MOLTI INCONSCI PER UN CERVELLO di Paolo Legrenzi e Carlo Umiltà

Il progredire delle neuroscienze   ha riproposto  con forza negli ultimi anni la questione del libero arbitrio. Ci si sta chiedendo da tempo se le decisioni che prendiamo consapevolmente siano in realtà anticipate dal nostro cervello e messe in atto ancora prima che ce ne rendiamo conto. Le tecniche di neuroimaging hanno consentito di verificare quali aree del cervello siano coinvolte in determinate azioni e soprattutto quale relazione temporale esista fra l’impulso cerebrale e la consapevolezza della decisione. Tema di grande fascinazione al quale due accademici (Paolo Legrenzi, professore emerito di psicologia all’università veneziana di Ca’ Foscari, e Carlo Umiltà, professore emerito di Neuropsicologia all’università di Padova) hanno dedicato un libro edito da il Mulino, “Molti inconsci per un cervello” (pagg. 205, euro 15). Un’ampia serie di esperimenti di laboratorio ha consentito agli autori di dimostrare la capacità del cervello di agire precedendo, sia pure di frazioni temporali minime, l’intervento della coscienza. A garantire questo automatismo di risposta sarebbe la sedimentazione a livello filogenetico nell’arco di centinaia di migliaia di anni di innumerevoli esperienze che orienterebbero il nostro agire come un faro nella notte.  Sarebbe nato così l’inconscio cognitivo, guidato dall’evoluzione darwiniana.
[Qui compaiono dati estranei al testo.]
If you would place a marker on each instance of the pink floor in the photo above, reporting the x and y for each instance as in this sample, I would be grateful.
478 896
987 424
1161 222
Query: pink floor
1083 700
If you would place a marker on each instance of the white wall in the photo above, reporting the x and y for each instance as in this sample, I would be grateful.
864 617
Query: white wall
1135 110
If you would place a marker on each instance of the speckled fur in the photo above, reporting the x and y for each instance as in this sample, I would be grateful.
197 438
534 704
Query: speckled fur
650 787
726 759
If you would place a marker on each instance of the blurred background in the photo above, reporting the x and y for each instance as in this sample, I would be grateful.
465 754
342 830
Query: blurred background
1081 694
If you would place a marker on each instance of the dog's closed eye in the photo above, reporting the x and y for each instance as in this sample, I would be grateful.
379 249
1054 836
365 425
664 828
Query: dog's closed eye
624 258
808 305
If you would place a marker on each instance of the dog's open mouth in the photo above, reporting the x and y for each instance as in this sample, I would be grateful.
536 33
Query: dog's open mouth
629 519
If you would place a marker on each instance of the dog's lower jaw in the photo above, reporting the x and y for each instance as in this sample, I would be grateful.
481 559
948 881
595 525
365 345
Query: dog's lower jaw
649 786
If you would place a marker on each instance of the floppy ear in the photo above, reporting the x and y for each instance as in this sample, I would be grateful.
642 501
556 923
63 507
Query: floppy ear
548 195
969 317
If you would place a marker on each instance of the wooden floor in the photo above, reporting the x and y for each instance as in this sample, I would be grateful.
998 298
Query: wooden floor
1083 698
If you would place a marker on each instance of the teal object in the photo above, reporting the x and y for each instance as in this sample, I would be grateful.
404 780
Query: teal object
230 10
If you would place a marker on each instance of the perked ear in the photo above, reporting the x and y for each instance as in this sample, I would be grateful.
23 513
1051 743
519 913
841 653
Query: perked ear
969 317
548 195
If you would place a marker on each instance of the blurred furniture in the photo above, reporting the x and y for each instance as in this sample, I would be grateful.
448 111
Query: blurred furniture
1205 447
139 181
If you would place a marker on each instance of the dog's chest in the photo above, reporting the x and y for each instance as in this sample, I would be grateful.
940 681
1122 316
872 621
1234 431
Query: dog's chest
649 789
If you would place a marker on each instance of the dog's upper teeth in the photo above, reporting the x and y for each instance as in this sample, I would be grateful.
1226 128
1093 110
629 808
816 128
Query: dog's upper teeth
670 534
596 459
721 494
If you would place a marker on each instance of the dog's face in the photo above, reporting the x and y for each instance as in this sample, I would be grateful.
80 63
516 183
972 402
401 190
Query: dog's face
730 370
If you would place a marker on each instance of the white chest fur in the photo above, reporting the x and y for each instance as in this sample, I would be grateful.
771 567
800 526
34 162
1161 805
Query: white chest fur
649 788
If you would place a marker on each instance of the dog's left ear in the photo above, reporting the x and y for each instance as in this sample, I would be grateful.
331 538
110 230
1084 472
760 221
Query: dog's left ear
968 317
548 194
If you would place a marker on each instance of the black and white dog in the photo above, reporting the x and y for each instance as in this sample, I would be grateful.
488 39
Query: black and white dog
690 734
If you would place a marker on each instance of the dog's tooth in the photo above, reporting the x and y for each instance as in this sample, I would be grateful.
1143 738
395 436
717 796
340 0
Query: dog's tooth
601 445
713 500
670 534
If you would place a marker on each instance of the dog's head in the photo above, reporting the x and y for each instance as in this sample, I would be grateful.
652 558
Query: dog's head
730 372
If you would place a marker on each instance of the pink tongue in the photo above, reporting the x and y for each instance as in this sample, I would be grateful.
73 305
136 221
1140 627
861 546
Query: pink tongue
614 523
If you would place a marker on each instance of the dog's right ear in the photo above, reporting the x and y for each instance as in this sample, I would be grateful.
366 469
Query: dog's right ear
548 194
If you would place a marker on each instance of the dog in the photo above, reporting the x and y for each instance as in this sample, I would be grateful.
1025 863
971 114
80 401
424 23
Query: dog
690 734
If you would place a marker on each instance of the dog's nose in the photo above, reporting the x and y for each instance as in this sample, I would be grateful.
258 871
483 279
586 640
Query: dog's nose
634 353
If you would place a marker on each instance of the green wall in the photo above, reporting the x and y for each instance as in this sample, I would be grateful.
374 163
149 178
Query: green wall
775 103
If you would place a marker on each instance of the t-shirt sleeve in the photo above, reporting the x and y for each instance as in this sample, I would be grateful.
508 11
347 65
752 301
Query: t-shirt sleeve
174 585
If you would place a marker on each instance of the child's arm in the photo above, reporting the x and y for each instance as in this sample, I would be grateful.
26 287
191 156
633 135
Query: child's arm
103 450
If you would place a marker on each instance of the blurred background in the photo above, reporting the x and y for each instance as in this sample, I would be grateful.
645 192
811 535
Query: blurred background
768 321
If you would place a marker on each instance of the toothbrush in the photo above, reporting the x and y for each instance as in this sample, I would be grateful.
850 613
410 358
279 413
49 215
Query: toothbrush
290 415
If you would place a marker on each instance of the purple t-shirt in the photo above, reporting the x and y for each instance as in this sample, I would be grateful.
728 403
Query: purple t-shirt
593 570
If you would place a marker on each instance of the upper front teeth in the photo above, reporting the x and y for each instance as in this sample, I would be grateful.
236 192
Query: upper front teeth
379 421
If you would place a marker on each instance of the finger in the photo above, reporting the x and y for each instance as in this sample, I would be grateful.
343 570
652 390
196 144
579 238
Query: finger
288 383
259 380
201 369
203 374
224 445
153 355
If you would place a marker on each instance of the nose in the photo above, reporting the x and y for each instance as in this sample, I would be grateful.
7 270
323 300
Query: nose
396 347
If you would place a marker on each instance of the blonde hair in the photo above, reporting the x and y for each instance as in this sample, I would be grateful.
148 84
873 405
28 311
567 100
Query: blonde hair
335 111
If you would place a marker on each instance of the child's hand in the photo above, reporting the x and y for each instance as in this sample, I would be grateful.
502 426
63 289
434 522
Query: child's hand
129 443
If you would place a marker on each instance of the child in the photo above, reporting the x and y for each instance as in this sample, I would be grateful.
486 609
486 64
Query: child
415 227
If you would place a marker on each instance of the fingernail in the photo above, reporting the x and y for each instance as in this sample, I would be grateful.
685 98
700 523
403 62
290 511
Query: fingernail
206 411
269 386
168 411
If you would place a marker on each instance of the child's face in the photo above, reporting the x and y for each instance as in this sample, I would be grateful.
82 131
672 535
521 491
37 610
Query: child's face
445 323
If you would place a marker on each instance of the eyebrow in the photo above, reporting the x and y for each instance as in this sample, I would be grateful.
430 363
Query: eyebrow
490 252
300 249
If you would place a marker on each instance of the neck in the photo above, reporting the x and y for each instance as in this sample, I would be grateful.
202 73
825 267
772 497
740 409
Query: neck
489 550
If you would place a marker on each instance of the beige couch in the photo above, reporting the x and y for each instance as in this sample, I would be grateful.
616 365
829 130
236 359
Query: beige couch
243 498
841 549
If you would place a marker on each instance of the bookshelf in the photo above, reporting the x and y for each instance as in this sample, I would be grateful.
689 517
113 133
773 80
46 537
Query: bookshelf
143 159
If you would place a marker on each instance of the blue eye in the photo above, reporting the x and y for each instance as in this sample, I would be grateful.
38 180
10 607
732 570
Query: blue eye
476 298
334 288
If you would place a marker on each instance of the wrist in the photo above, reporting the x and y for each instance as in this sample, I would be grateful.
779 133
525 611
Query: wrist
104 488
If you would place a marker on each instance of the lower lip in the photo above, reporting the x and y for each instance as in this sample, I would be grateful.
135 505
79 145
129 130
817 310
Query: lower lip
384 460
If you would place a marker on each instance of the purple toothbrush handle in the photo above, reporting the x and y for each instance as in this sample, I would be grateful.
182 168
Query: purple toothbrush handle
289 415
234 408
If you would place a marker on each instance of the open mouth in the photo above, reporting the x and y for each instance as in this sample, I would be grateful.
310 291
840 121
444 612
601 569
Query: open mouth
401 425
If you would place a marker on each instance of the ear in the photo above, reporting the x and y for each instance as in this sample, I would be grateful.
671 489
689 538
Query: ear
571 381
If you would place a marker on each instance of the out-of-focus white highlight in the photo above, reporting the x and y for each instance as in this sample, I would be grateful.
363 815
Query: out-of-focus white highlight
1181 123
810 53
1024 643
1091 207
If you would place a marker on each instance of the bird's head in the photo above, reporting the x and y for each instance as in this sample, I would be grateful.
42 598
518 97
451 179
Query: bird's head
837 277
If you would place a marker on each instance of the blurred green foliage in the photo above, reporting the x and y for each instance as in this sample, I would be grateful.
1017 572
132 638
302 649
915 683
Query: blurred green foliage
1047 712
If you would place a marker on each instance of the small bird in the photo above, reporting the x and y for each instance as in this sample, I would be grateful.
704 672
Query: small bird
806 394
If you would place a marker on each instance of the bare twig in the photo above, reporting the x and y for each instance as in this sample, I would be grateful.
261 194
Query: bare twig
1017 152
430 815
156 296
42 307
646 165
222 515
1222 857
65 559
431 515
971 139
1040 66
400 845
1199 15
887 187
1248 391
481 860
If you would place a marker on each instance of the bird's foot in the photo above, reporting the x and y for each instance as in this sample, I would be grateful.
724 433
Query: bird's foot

A questo inconscio naturale si è affiancato negli ultimi decenni un inconscio cognitivo artificiale, sviluppatosi in maniera convulsa di pari passo con il crescere di Internet. “Le multinazionali – scrivono gli autori – usano le nostre interazioni sulla rete per profilare i nostri gusti e le nostre preferenze e per creare categorie di consumatori e/o elettori, che poi diventano un bene <commerciabile> sotto il nome pomposo di big data …Una mano invisibile che regola la rete intesa come mercato, rete che però si è rivelata una mano sapientemente e a nostra insaputa, nascosta”.

Ovvio che quando si parla di inconscio, si faccia immediato riferimento a Freud e alla psicoanalisi. Gli autori però sono chiari: i contenuti dell’inconscio cognitivo sono comunque “qualitativamente uguali ai contenuti consci”, ma soprattutto “non dobbiamo fare i conti con loro”. Dunque, nessuna “concorrenza” fra i vari tipi di inconscio che possono tranquillamente coesistere l’uno accanto all’altro, sia pure su livelli ben differenti. E qui torna il discorso sul libero arbitrio: difficile che l’inconscio cognitivo possa influire più di tanto su decisioni di ampia portata, agendo essenzialmente nell’ambito di risposte a stimoli sensoriali. L’inconscio di matrice freudiana ha ben altro impatto sulla coscienza, condizionandone spesso e volentieri gli spazi di autonomia. Qui sì che il libero arbitrio rischia di essere frenato, coartato, messo nell’angolo da impulsi che affiorano dalle profondità più remote e misteriose dell’essere.  L’impressione conclusiva è che ci sia ancora molto da esplorare nell’ambito del funzionamento del cervello e che le neuroscienze possano riservarci ancora tante sorprese.